Biri için, o çok yoksul yardıma ihtiyacı var denildiğinde herkes eline ne gelirse kapıp koşardı.
Ben Üsküdar, Kuzguncuk arası bir mahallede büyüdüm.
Sokağı Üsküdar, arka bahçe duvarı Kuzguncuk korusuna dayalı bir evde kardeşlerimle büyüdüm.
20 adımda okuluma giderdim.
Teyzelerimiz, abilerimiz, ablalarımız vardı.
Herkes birbirini tanırdı, bilirdi.
Biri için, o çok yoksul yardıma ihtiyacı var denildiğinde herkes eline ne gelirse kapıp koşardı.
Parası yok, çocukları var, her şeye ihtiyacı var denildiğinde herkes el ele verir koşardı.
Hiç kimsenin aklına sorgulamak gelmezdi, o doğruydu.
Onun parası yoktu.
Ya şimdi.
Çok güvendiğim biri dedi ki.
Param yok diyen hiç kimseye inanma.
Param yok diye ağlayan insanlara hiç inanma.
Çok şaşırmıştım.
Hatta duygusal anlamda çelişkiye düşüp deyim yerinde ise yıkılmıştım.
Korona dönemi ve arkasından patlayan ekonomik kriz nedeni ile herkes ve her şey çok değişti.
Param hiç yok diyenler, işler çok kötü diyenler çoğaldı.
Şaşırma hikayelerim ile "param yok diyene inanma" duygum böylece başladı.
İnsana kendini çok kötü hissettiren bir duygu.
Aldatılmış duygusu gibi.
Bir kadın bana yazıyor, Funda hanım çocuğum 8 yaşına geldi boyu uzadı büyüdü, yatağına sığmıyor yatak almam lazım hiç param yok alamıyorum.
Hemen Iban yolla, bir yatak alalım dedim.
Sonra akıma geldi Instagram sayfasına baktım, kaşlar microblading yapılmış yay gibi ve bir arabanın önünde çeşit çeşit fotoğrafları var.
Tabi ki para yollamadım.
Yalan dolan yani.
Bir başkası, 2 oğlu var, asgari ücret ile çalışıyor, diyor ki "bak abla elimdeki telefon çatlak kırık ama alamam, zor durumdayım" diye anlatıyor.
Evde ben sana telefon bakayım diyorum.
Bir bakıyorum oturduğu evi çok para, satın almış.
Akrabalardan borç dert, köyde hayvan sattım diye anlatıyor.

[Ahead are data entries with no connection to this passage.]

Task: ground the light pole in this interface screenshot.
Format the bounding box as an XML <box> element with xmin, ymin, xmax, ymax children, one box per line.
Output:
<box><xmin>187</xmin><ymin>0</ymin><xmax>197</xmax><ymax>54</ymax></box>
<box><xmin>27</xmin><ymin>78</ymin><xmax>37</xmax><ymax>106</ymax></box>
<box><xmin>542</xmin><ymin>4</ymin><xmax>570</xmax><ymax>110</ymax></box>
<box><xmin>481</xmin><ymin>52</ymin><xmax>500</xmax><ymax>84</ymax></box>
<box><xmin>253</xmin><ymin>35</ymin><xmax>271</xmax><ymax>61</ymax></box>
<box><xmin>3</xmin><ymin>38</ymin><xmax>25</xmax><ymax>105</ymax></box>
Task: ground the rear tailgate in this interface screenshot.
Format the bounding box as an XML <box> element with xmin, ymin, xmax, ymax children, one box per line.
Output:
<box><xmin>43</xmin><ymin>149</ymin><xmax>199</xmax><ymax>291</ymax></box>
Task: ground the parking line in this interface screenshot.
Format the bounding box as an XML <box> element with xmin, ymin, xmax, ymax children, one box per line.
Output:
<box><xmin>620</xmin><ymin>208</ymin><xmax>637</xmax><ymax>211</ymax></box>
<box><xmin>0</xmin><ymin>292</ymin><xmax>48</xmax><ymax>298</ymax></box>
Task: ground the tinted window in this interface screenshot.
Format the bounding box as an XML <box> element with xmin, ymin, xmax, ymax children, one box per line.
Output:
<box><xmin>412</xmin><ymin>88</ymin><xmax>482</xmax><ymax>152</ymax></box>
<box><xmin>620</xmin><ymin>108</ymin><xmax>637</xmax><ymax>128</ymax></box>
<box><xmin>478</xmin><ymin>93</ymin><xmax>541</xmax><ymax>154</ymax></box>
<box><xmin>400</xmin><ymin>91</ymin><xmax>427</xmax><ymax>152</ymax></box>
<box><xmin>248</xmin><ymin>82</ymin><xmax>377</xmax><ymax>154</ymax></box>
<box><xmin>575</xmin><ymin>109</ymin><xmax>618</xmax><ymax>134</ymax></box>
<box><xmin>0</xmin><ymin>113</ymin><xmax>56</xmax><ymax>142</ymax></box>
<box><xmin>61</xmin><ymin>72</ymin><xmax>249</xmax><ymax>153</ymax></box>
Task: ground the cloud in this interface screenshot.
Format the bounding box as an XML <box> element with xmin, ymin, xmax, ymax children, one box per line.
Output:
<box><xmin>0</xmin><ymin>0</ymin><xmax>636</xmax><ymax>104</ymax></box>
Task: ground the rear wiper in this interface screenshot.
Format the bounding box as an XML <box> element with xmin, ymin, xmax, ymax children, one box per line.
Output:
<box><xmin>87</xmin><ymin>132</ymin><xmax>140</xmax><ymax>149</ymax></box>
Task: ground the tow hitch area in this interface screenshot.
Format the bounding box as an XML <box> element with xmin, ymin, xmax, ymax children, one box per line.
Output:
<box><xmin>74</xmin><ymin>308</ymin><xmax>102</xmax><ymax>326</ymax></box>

Bir bakıyorum evini büyütüyor, tam 2 misli inşaata başlamış, en az 400 bin TL para harcıyor.
Yalan dolan yani.
Bir başkası, hiç param yok telefon borcumu ödeyemedim diyor, bir bakıyorsun arabası ile seyahate çıkmış.
Bir başkası, adam kızlarıma doğum günü hediyesi alamadım diye para ima ediyor, başka bir konu için açık açık para istiyor, bir bakıyorum 600 bin TL’ye araba almış.
Allah'ım diyorum.
Bu kadar tuhaf yalancılık olur mu?
Param yok yalancılığı olur mu?
Olur.
Büyüdüğüm mahallem.
Masum geçen yalanın dolanın olmadığı mahallem.
Param yok demeye utanan onurlu insanlar.
Borç istemeyi bilmeyen gururlu insanlar.
Çocukluğum.
Kimsenin kimseye minnet etmediği zamanlar.
Kimsenin kimseye el açmadığı zamanlar.
Nur yüzlü insanların çok olduğu zamanlar.
Vicdanların ölmediği zamanlar.
Çiçeklerin sesini rüzgarların kestiği zamanlar.
Ağaçların yaprakları için yaşadığı zamanlar.
Bakkal amcanın, paran olduğunda ödersin dediği zamanlar.
Bulduğumuz cüzdanın sahibini aradığımız zamanlar.
Demek o ki.
Sadece, zengin onurlu ve yoksul onurlu insanların Ramazan Bayramı mübarek olsun.
Funda'nın aklındakiler!
... Henüz yaz gelmedi.
Henüz havalar ısınmadı.
Henüz okullar kapanmadı.
Henüz tatil için erken zamanlar.
Hiç param yok yazısı yazdım ya.
Bayram geldi.
Uzun uzun tatil de yok.
Kaş bütün oteller dolu, evler kiralanmış.
Çeşme bütün oteller dolu, evler kiralanmış.
Alaçatı bütün oteller dolu, evler kiralanmış.
Bodrum oteller dolu, evler kiralanmış.
Adam televizyonda anlatıyor, kiralanacak aracımız kalmadı.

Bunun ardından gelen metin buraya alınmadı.